One of the most commonly used terms in financial market data analysis is "regime". A regime refers to a market environment. In general, the market environment is known to vary depending on the time of year, and can be divided into markets with a continuing uptrend, markets with little fluctuation, and so on. When this regime is known, it is useful for forecasting, as it allows us to infer that a bull market is more likely to rise than the usual market environment.


There are various ways to estimate the market regime, but in this code, I will introduce the idea of using the number of investment_ids for each time_id.


This is a graph of the sum of investment_id by time_id, in chronological order.

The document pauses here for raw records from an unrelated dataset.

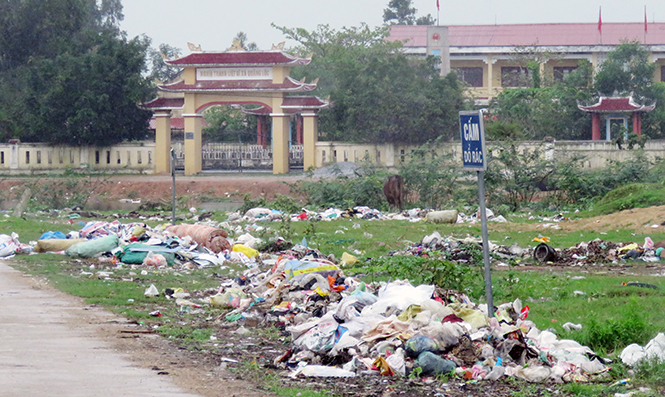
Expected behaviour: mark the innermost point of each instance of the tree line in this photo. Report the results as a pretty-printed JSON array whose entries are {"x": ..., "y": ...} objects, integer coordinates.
[{"x": 68, "y": 75}]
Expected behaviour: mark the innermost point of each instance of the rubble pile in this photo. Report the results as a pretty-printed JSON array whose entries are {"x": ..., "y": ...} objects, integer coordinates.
[{"x": 342, "y": 327}]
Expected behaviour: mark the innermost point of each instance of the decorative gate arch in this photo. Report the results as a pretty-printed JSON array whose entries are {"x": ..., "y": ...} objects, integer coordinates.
[{"x": 236, "y": 77}]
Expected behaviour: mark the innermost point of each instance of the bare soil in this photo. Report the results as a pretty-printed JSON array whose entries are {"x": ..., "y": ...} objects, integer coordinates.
[{"x": 206, "y": 374}]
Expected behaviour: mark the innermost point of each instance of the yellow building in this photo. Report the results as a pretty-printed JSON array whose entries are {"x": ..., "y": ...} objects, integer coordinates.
[{"x": 491, "y": 57}]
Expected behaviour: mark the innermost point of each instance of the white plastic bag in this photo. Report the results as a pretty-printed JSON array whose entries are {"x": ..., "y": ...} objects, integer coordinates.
[
  {"x": 9, "y": 245},
  {"x": 151, "y": 291}
]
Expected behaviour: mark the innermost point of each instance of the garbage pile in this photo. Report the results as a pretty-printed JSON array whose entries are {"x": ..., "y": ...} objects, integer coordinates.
[
  {"x": 342, "y": 327},
  {"x": 358, "y": 212},
  {"x": 136, "y": 243}
]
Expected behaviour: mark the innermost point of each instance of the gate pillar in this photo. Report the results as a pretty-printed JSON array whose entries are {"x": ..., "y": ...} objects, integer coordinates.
[
  {"x": 193, "y": 154},
  {"x": 310, "y": 137},
  {"x": 280, "y": 143},
  {"x": 163, "y": 142}
]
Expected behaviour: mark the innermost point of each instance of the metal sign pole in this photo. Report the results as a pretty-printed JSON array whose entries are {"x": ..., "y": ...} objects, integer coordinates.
[
  {"x": 173, "y": 176},
  {"x": 472, "y": 133},
  {"x": 486, "y": 248}
]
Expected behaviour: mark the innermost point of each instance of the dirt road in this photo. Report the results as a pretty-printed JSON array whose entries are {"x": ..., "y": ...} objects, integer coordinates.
[{"x": 46, "y": 350}]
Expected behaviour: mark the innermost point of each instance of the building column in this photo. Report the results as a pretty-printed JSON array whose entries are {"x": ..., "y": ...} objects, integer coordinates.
[
  {"x": 637, "y": 123},
  {"x": 299, "y": 127},
  {"x": 193, "y": 149},
  {"x": 162, "y": 142},
  {"x": 310, "y": 137},
  {"x": 259, "y": 130},
  {"x": 595, "y": 126},
  {"x": 280, "y": 143},
  {"x": 490, "y": 72}
]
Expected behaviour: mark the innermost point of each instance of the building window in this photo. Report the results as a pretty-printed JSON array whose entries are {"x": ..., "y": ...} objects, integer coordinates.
[
  {"x": 560, "y": 72},
  {"x": 472, "y": 76},
  {"x": 515, "y": 76}
]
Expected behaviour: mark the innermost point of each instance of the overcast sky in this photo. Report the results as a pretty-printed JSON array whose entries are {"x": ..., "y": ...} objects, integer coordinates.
[{"x": 214, "y": 23}]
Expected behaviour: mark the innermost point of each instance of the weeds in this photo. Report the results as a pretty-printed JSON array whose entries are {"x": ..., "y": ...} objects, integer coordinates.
[
  {"x": 70, "y": 189},
  {"x": 612, "y": 333}
]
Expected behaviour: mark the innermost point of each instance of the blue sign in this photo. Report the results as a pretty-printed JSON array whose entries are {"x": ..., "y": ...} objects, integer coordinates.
[{"x": 473, "y": 140}]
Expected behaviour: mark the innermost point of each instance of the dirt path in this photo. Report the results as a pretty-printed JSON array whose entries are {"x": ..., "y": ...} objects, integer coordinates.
[{"x": 53, "y": 345}]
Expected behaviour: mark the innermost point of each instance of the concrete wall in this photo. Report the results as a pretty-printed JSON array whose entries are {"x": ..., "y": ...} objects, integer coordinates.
[
  {"x": 596, "y": 152},
  {"x": 22, "y": 158}
]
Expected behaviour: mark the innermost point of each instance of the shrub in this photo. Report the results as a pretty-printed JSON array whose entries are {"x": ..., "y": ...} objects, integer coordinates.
[
  {"x": 609, "y": 334},
  {"x": 432, "y": 175},
  {"x": 420, "y": 270}
]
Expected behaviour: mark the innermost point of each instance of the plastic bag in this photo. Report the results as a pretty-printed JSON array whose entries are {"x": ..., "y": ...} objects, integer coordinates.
[
  {"x": 323, "y": 371},
  {"x": 295, "y": 268},
  {"x": 151, "y": 291},
  {"x": 156, "y": 260},
  {"x": 249, "y": 252},
  {"x": 93, "y": 248},
  {"x": 433, "y": 365},
  {"x": 396, "y": 362},
  {"x": 52, "y": 245},
  {"x": 418, "y": 344},
  {"x": 9, "y": 245}
]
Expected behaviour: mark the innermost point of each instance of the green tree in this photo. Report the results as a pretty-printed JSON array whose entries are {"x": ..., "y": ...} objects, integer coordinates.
[
  {"x": 242, "y": 38},
  {"x": 228, "y": 123},
  {"x": 399, "y": 12},
  {"x": 536, "y": 113},
  {"x": 379, "y": 93},
  {"x": 627, "y": 69},
  {"x": 159, "y": 70},
  {"x": 68, "y": 75}
]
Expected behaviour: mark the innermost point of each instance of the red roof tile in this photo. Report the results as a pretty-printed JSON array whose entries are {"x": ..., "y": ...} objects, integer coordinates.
[
  {"x": 238, "y": 58},
  {"x": 289, "y": 84},
  {"x": 616, "y": 105},
  {"x": 554, "y": 34},
  {"x": 164, "y": 104},
  {"x": 177, "y": 123},
  {"x": 293, "y": 104}
]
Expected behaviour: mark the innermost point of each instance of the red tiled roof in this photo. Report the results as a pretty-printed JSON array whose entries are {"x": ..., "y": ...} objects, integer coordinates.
[
  {"x": 177, "y": 123},
  {"x": 164, "y": 104},
  {"x": 238, "y": 58},
  {"x": 293, "y": 104},
  {"x": 553, "y": 34},
  {"x": 304, "y": 102},
  {"x": 289, "y": 84},
  {"x": 616, "y": 105}
]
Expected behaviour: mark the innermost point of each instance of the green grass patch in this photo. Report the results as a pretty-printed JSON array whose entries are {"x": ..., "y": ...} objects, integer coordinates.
[{"x": 636, "y": 195}]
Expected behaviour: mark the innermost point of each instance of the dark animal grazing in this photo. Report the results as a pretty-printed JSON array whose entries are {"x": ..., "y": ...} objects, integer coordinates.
[{"x": 394, "y": 191}]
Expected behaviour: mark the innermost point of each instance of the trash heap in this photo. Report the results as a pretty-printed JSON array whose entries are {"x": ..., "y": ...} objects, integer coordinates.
[
  {"x": 342, "y": 327},
  {"x": 191, "y": 246},
  {"x": 358, "y": 212}
]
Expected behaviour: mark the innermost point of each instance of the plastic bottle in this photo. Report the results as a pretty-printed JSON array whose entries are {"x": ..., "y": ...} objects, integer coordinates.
[{"x": 497, "y": 371}]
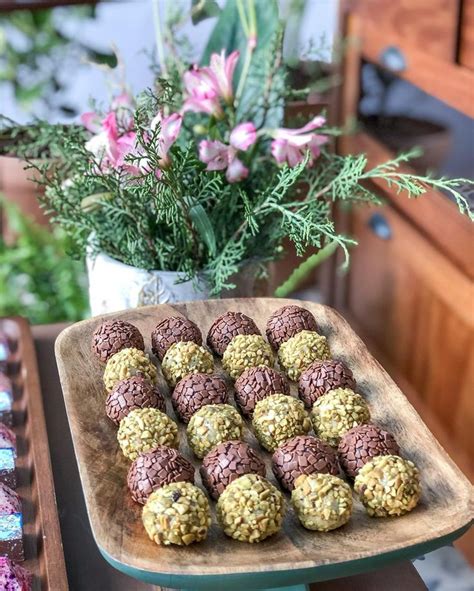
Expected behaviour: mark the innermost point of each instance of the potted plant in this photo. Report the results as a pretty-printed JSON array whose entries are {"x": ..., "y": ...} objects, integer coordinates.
[{"x": 179, "y": 190}]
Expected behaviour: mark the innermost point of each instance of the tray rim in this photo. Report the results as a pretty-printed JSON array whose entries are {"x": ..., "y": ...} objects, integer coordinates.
[
  {"x": 46, "y": 506},
  {"x": 272, "y": 574}
]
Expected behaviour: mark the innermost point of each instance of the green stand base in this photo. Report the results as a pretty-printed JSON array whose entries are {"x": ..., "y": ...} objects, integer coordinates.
[{"x": 292, "y": 588}]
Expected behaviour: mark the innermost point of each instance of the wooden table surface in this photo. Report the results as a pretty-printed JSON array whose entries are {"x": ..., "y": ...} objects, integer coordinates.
[{"x": 87, "y": 570}]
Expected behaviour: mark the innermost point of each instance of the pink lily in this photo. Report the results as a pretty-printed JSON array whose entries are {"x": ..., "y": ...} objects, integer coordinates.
[
  {"x": 222, "y": 70},
  {"x": 220, "y": 156},
  {"x": 170, "y": 127},
  {"x": 291, "y": 145},
  {"x": 202, "y": 93}
]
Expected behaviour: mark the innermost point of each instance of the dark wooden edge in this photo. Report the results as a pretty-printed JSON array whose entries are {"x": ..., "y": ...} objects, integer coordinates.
[{"x": 42, "y": 477}]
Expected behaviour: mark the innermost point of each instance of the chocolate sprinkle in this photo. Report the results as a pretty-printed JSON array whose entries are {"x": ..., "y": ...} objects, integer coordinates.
[
  {"x": 113, "y": 336},
  {"x": 303, "y": 454},
  {"x": 255, "y": 384},
  {"x": 173, "y": 330},
  {"x": 322, "y": 376},
  {"x": 131, "y": 393},
  {"x": 226, "y": 327},
  {"x": 195, "y": 391},
  {"x": 227, "y": 462},
  {"x": 288, "y": 321},
  {"x": 361, "y": 444},
  {"x": 156, "y": 468}
]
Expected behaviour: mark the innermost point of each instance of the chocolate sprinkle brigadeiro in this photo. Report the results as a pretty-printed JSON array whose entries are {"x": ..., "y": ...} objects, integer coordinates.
[
  {"x": 114, "y": 335},
  {"x": 255, "y": 384},
  {"x": 361, "y": 444},
  {"x": 303, "y": 454},
  {"x": 195, "y": 391},
  {"x": 226, "y": 327},
  {"x": 154, "y": 469},
  {"x": 131, "y": 393},
  {"x": 322, "y": 376},
  {"x": 227, "y": 462},
  {"x": 288, "y": 321},
  {"x": 173, "y": 330}
]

![image.png](attachment:347d5704-7937-402b-89bc-89fd91b7f076.png)

I can only speculate, but I think that the 'investment_id' are determined based on certain rules that are designed for actual operation. (In other words, the host does not intentionally limit or increase the number of stocks given.)

There are many possible reasons why the number of 'investment_id' varies.Because of trading halts and reunions, because of IPOs, because of increased liquidity and additions to the investment universe, etc.

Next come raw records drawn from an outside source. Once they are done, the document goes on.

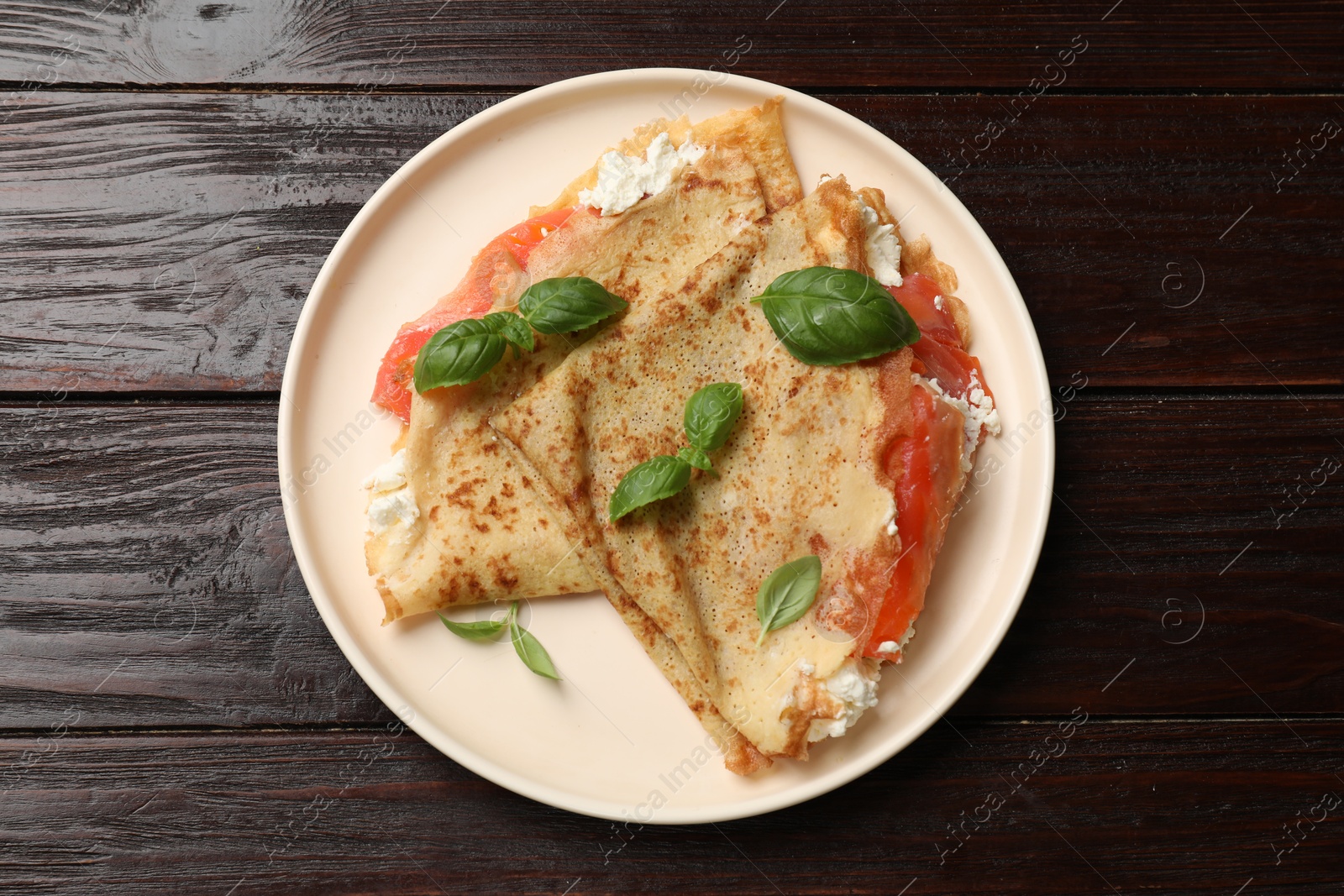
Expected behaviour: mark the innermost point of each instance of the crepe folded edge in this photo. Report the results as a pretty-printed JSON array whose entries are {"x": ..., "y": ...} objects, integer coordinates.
[{"x": 759, "y": 132}]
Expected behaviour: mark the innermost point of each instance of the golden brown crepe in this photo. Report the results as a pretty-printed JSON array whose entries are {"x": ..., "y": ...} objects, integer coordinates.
[
  {"x": 801, "y": 474},
  {"x": 480, "y": 532}
]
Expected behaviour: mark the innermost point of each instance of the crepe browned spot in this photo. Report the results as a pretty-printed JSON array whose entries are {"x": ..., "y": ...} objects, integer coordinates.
[
  {"x": 803, "y": 473},
  {"x": 481, "y": 532}
]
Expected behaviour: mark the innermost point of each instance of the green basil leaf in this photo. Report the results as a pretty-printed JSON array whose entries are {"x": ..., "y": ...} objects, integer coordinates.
[
  {"x": 710, "y": 416},
  {"x": 568, "y": 304},
  {"x": 512, "y": 328},
  {"x": 656, "y": 479},
  {"x": 786, "y": 594},
  {"x": 531, "y": 652},
  {"x": 831, "y": 316},
  {"x": 459, "y": 354},
  {"x": 696, "y": 458},
  {"x": 474, "y": 631}
]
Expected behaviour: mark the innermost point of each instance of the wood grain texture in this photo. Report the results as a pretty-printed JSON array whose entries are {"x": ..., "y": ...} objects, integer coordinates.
[
  {"x": 167, "y": 241},
  {"x": 1116, "y": 806},
  {"x": 148, "y": 577},
  {"x": 145, "y": 575},
  {"x": 1142, "y": 43}
]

If this supposition is correct, then the number of stocks offered reflects changes in the market environment.
Based on the above hypothesis, the idea was to add the number of 'investment_id' as a feature.



In [None]:
import os
import pandas as pd
import numpy as np
from sklearn.model_selection import train_test_split
import matplotlib.pyplot as plt
%matplotlib inline

import warnings
warnings.filterwarnings('ignore')

import lightgbm as lgbm
from lightgbm import *

First, we load the data and make it into a DataFrame.
The 'num_investment.parquet' is the given train data plus the number of 'investment_id' for each 'time_id' as a feature. (The column name is 'num_investment'.)

In [None]:
df = pd.read_parquet('../input/num-investment/num_investment.parquet')

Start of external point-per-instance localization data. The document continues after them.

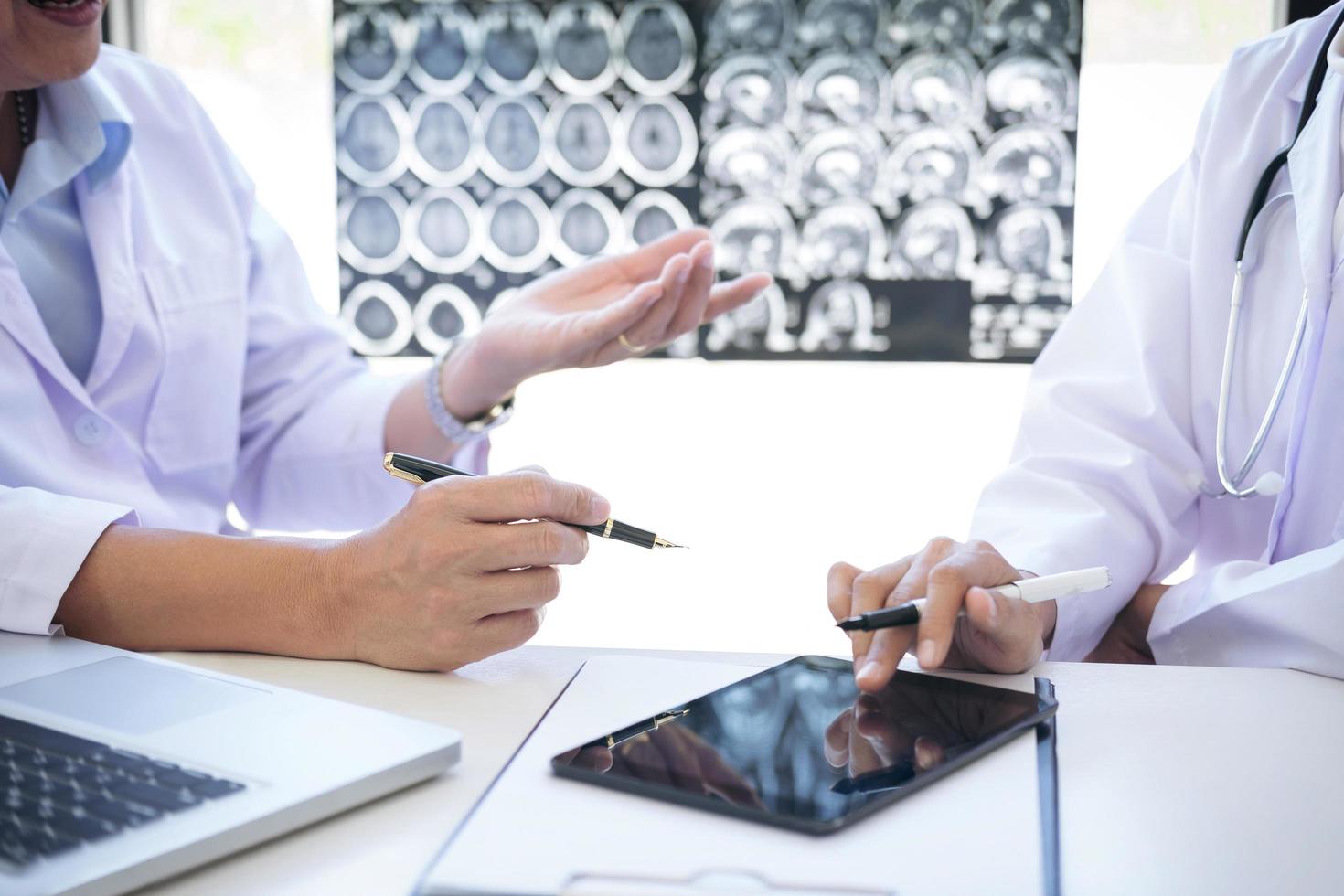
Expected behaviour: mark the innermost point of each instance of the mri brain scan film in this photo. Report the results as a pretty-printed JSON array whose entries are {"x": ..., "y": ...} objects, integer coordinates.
[{"x": 905, "y": 168}]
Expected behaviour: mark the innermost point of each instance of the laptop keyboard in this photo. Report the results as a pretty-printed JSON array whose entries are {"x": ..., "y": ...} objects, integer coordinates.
[{"x": 58, "y": 792}]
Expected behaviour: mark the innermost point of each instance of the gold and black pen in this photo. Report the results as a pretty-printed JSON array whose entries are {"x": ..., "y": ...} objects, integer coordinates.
[{"x": 418, "y": 470}]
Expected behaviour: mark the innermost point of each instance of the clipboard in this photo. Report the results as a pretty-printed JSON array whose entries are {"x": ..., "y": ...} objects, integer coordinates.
[{"x": 535, "y": 835}]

Split the DataFrame into train data and val data.

In [None]:
from sklearn.model_selection import KFold, train_test_split


features = [f'f_{i}' for i in range(300)] + ['num_investment']
target = 'target'
 

df_features = df[features]


X_train, X_val, Y_train, Y_val = train_test_split(df_features, df[target], train_size=0.95, shuffle=False)

df = [[]]
df_features = [[]]

Train LightGBM.

In [None]:
import warnings
import numpy as np
import lightgbm as lgb
from scipy.stats import pearsonr

warnings.simplefilter('ignore')

lgb_train = lgb.Dataset(X_train, Y_train)
lgb_eval = lgb.Dataset(X_val, Y_val, reference=lgb_train)

params = {'seed': 1,
          'verbose' : -1,
           'objective': "regression",
           'learning_rate': 0.02,
           'bagging_fraction': 0.1,
           'bagging_freq': 1,
           'feature_fraction': 0.1,
           'max_depth': 6,
           'min_child_samples': 50,
           'num_leaves': 64}
        
        
gbm = lgb.train(params,
                lgb_train,
                num_boost_round=3000,
                valid_sets=lgb_eval,
                verbose_eval=False,
                early_stopping_rounds=3,
                )

Displays the feature importance of LightGBM.

In [None]:
import numpy as np
import pandas as pd
import matplotlib.pyplot as plt
from sklearn.model_selection import train_test_split
from sklearn.metrics import classification_report


feature = gbm.feature_importance(importance_type='gain')


f = pd.DataFrame({'number': range(0, len(feature)),
             'feature': feature[:]})
f2 = f.sort_values('feature',ascending=False)

#features' name
label = X_train.columns[0:]

#feature rank
indices = np.argsort(feature)[::-1]

for i in range(len(feature)):
    print(str(i + 1) + "   " + str(label[indices[i]]) + "   " + str(feature[indices[i]]))

As you can see from the feature importance, 'num_investment' is working as a feature.

In [None]:
X_train = [[]]

The next step is to submit a forecast using this trained model.

In [None]:
import ubiquant
env = ubiquant.make_env()   # initialize the environment
iter_test = env.iter_test()    # an iterator which loops over the test set and sample submission
for (test_df, sample_prediction_df) in iter_test:
    
    
    
    test_df.drop(['row_id'], axis=1, inplace=True)
    test_df.drop(['investment_id'], axis=1, inplace=True)
    test_df['num_investment'] = len(test_df)
    pred = gbm.predict(test_df)
    sample_prediction_df['target'] = pred
    env.predict(sample_prediction_df)   # register predictions
    

I submitted the file without changing anything except adding 'num_investment', and the LB improved from 0.12 → 0.124.